Anticosti : ni pour le fracking ni pour une protection intégrale

En 2003, Nature Québec (avec son ancien nom de l’Union québécoise pour la conservation de la nature – UQCN) et trois autres organismes sont intervenus pour contester un effort du gouvernement du Québec d’enfler grossièrement le pourcentage de son territoire qui était censé être protégé. Il incluait parmi les aires protégées presque toute l’île d’Anticosti ainsi qu’un grand territoire de mise bas du caribou sur la Côte Nord. Les quatre groupes, les principaux qui suivaient le dossier d’aires protégées dans la province, insistaient sur le fait qu’Anticosti n’était pas un territoire qui méritait la désignation d’aire protégée au sens strict mais que la province traînait le pied pour en désigner d’autres qui méritaient un tel statut. En 2006, comme président de Nature Québec, je suis intervenu devant une commission de l’Assemblée nationale, avec la responsable de sa commission des Aires protégées, pour réitérer cette position.

Le passé revient sur la scène

Mon jardin, avec ses chevreuils, ne mérite pas plus le statut d'aire protégée qu'Anticosti. Il mérite, par contre, d'être protégé, comme Anticosti, de toute intention d'exploitation par le fracking, une technologie aux impacts dévastateurs.

Mon jardin, avec ses chevreuils, ne mérite pas plus le statut d’aire protégée qu’Anticosti.
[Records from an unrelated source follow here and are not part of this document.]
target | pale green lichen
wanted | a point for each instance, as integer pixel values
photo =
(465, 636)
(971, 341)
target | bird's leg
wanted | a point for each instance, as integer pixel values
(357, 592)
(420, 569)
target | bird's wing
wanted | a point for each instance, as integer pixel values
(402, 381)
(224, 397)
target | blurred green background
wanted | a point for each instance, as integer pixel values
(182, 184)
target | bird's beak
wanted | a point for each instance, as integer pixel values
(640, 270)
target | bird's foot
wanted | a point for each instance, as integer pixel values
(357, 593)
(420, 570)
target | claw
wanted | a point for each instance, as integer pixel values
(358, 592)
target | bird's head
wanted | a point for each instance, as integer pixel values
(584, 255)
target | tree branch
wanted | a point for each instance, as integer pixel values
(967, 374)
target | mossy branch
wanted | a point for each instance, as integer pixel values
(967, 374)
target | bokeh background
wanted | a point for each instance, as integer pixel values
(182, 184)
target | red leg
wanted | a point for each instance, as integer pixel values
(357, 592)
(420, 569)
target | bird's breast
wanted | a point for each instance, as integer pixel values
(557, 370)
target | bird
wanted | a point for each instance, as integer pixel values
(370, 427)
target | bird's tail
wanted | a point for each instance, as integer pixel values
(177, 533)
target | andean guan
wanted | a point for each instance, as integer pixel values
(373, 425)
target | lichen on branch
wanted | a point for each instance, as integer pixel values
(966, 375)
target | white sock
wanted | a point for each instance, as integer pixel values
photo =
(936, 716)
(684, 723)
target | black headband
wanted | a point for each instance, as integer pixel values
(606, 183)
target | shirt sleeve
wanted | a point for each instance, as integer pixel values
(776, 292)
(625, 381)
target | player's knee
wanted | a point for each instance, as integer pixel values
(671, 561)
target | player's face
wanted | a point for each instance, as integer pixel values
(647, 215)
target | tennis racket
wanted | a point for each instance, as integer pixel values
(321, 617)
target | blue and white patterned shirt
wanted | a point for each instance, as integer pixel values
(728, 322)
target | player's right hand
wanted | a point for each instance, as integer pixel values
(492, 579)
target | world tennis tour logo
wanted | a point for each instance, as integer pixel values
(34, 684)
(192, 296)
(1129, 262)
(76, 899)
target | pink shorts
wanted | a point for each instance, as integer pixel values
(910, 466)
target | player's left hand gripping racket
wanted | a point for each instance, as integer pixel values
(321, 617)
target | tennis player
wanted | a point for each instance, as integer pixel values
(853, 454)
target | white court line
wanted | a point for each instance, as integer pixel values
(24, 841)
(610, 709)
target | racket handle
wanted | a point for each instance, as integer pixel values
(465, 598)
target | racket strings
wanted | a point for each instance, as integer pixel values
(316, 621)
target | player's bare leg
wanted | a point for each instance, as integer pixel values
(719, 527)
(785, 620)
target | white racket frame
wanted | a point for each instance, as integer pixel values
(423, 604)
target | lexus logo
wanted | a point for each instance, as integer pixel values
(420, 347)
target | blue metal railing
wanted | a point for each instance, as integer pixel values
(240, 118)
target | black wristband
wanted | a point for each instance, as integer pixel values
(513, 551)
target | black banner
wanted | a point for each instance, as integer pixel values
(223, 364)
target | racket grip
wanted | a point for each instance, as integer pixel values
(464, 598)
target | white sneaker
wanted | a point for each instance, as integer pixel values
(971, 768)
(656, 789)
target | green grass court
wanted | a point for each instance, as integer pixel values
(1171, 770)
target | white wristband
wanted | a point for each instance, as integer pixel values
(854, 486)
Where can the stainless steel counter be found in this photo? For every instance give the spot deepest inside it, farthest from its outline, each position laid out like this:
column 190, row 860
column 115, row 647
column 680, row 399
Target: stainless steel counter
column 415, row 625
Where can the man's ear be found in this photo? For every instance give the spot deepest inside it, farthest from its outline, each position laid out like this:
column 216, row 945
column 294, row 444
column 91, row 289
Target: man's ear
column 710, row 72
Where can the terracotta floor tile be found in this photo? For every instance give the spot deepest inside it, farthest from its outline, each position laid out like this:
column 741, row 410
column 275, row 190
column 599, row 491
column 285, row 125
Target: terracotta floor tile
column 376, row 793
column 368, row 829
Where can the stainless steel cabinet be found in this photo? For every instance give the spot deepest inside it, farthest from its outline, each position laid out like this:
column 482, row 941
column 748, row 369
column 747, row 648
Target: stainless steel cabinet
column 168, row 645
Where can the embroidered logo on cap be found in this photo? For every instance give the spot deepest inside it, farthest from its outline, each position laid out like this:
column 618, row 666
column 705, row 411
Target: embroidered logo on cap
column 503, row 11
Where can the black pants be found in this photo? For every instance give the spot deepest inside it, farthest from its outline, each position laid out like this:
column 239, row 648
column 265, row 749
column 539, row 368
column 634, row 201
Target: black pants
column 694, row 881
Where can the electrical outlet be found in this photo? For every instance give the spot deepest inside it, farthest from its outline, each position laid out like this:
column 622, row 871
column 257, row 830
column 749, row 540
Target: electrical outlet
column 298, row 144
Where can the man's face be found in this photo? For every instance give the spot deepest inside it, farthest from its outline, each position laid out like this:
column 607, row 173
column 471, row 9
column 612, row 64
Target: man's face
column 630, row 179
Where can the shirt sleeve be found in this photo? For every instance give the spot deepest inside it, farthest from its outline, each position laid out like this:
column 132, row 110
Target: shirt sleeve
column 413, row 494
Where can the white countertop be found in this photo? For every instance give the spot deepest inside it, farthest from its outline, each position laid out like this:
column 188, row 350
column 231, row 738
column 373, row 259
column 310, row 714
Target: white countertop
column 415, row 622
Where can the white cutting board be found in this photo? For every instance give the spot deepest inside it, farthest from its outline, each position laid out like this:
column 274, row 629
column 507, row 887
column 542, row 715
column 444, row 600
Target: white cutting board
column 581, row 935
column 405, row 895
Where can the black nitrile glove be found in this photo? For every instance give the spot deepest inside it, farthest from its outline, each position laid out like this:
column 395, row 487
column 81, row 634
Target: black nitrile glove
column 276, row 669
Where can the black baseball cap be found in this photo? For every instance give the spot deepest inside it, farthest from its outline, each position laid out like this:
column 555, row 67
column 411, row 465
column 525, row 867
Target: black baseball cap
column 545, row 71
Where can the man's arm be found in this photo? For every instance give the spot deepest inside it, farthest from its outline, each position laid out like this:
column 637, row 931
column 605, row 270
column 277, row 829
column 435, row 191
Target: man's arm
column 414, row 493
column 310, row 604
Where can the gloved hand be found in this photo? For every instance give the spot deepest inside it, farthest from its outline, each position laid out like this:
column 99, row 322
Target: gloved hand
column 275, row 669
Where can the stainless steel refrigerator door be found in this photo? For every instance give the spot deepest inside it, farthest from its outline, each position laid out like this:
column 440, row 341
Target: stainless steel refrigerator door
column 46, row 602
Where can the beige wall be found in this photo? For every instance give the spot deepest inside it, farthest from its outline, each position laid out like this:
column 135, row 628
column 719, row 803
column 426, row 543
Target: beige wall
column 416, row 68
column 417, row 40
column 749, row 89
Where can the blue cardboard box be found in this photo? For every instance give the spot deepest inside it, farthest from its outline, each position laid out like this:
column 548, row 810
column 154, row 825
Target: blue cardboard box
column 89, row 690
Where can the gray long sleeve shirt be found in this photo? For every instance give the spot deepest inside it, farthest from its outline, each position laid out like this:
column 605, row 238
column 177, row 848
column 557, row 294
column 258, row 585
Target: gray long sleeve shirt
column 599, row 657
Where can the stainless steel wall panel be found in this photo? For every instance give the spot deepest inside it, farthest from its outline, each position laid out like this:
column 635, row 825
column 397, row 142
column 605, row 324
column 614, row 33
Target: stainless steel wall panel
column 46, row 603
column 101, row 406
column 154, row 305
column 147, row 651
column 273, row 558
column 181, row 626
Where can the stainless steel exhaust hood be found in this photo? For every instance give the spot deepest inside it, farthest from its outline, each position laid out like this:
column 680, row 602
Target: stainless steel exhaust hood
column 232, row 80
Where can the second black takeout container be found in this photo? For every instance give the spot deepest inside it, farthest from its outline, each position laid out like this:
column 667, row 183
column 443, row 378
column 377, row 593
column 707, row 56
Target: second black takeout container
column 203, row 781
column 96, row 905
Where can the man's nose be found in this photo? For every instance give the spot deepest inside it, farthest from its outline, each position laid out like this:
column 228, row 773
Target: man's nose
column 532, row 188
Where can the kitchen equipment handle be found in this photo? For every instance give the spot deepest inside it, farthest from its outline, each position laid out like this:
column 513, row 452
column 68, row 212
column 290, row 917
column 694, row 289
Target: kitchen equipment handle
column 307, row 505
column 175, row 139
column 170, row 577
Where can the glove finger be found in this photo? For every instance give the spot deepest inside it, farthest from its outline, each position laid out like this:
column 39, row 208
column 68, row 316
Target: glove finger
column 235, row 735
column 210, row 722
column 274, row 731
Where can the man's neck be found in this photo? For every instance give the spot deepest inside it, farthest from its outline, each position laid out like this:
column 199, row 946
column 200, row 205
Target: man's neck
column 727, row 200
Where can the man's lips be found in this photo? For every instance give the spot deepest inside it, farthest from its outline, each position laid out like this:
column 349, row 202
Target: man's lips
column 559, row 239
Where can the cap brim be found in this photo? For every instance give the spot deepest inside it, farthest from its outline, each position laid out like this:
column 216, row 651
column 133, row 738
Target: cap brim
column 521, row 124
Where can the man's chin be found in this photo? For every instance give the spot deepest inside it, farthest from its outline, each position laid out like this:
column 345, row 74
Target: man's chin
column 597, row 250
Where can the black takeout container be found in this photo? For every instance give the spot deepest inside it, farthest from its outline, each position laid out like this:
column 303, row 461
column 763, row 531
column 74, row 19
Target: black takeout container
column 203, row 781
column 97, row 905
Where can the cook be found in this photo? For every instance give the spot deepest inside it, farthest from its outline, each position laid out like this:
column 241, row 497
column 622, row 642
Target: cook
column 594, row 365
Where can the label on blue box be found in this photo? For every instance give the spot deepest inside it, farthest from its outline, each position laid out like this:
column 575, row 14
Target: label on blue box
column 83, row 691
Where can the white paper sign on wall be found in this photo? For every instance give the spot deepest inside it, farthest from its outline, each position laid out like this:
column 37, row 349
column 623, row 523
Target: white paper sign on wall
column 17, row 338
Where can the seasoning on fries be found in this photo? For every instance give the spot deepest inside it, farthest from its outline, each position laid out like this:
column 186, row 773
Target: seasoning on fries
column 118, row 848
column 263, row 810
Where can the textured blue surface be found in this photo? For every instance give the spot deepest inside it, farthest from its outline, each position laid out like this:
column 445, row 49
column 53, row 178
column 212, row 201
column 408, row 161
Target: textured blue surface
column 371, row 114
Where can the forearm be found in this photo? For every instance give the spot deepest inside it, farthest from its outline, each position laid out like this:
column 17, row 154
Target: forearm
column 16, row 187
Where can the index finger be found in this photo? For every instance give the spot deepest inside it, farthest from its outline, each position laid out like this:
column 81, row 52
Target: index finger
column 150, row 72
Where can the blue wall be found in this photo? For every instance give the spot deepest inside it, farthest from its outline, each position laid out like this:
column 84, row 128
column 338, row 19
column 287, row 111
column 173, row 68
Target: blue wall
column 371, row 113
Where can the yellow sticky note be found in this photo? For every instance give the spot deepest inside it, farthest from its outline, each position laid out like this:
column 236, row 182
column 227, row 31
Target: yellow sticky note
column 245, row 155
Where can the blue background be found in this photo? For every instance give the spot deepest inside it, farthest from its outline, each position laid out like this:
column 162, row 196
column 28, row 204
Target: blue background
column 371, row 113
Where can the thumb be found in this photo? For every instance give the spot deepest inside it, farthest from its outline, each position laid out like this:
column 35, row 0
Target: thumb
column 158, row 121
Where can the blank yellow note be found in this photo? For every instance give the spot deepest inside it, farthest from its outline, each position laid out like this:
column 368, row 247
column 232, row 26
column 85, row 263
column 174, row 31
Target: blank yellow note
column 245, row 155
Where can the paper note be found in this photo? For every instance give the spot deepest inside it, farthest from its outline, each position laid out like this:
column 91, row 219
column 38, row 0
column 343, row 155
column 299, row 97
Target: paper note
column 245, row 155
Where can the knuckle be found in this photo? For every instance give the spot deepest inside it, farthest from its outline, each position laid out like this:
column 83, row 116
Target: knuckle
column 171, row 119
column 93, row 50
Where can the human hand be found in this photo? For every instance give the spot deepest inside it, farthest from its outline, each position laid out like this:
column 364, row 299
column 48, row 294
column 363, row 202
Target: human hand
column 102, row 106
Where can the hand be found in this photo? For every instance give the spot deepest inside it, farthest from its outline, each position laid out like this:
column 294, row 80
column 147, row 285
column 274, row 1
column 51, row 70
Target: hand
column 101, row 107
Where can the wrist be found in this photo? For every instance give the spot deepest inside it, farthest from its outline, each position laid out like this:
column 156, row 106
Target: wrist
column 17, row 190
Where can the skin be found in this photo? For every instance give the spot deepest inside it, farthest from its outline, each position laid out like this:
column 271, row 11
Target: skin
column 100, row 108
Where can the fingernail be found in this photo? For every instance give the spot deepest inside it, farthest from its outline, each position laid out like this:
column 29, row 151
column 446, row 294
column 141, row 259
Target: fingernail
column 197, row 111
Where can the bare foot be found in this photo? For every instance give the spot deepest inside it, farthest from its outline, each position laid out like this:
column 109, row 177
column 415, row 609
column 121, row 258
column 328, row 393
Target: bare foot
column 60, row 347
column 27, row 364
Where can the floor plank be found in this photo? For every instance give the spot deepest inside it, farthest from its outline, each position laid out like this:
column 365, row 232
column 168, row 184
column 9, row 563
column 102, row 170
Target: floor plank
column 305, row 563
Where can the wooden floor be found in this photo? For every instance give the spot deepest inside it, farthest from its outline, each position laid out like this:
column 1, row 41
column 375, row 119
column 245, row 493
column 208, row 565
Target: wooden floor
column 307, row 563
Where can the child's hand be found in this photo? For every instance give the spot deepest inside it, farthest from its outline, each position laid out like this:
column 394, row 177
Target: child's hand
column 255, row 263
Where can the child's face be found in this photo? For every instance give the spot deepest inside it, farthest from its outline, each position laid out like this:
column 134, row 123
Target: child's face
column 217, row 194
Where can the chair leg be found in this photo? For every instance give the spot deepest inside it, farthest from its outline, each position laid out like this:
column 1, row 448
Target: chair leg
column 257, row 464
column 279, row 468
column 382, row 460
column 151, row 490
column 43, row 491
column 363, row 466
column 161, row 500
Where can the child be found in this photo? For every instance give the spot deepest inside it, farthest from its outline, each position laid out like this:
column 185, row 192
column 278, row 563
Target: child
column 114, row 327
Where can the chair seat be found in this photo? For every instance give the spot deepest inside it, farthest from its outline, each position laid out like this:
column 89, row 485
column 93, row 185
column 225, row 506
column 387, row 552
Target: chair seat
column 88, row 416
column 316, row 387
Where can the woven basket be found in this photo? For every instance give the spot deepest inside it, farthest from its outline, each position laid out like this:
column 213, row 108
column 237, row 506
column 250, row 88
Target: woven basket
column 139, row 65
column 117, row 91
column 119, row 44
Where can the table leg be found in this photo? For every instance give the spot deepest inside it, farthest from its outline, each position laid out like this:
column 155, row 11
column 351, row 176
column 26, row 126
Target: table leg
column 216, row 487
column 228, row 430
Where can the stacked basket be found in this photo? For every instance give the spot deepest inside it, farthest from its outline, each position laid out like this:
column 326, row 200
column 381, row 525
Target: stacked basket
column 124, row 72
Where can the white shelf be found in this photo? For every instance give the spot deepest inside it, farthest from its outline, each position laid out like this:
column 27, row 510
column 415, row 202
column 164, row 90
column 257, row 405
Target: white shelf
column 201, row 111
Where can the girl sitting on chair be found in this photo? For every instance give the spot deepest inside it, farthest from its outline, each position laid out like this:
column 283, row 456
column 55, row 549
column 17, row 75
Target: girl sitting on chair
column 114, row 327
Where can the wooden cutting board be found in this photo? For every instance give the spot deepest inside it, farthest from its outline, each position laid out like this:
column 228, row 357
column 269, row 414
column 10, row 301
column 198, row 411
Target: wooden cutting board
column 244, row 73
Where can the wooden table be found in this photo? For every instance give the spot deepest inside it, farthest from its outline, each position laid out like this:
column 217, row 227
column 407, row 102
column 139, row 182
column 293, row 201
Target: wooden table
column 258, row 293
Il mérite, par contre, d’être protégé, comme Anticosti, de toute intention d’exploitation par le fracking, une technologie aux impacts dévastateurs.

Récemment, en décembre, un journaliste de Cogeco Diffusion FM93 m’a contacté pour me rappeler de ces interventions, qu’il avait découvertes en faisant une recherche sur le site de l’Assemblée nationale ; il demandait si j’étais toujours du même avis concernant Anticosti. Je lui ai répondu que oui, et j’ai fait une courte entrevue. En février, un journaliste du Journal de Québec et de TVA m’a contacté en suivant la même piste, et avec la même question. Évidemment, leur intérêt était les déclarations du premier ministre Couillard quant au statut de «milieu naturel extraordinaire» ou «joyau naturel intact» que mériterait l’île, selon lui.

C’était fascinant de voir comment les moteurs de recherche de nos jours peuvent trouver presque n’importe quoi. C’était davantage fascinant de voir le Premier ministre intervenir d’une façon qui allait à l’encontre de tout ce qu’on connaît de lui en matière d’engagement environnemental – il n’en a pas – et cela en en fournissant un argument qui n’avait tout simplement pas de fondement. Mon soupçon :  Couillard arrivait finalement à comprendre que l’exploitation d’Anticosti, par le fracking pour le gaz et/ou le pétrole de schiste, ne se ferait jamais. Avec les travaux de Marc Durand pour le Québec et, plus généralement, de J. David Hughes pour l’Amérique du Nord, nous pouvions prétendre depuis le début que les coûts d’une telle exploitation ne se justifieraient jamais, même s’il s’y trouvait des gisements. M. Couillard avait finalement compris, et cherchait à se peinturer en vert sous – à mon avis – de faux prétextes. C’était presque grotesque.

Le 30 janvier dernier, dans Le Devoir, une vingtaine de personnalités avec – pour celles que je connais – une réputation qui méritent respect, est intervenue avec une sorte de manifeste qui soutenait qu’Anticosti est un joyau écologique et qui manifestait leur appui au positionnement de M. Couillard.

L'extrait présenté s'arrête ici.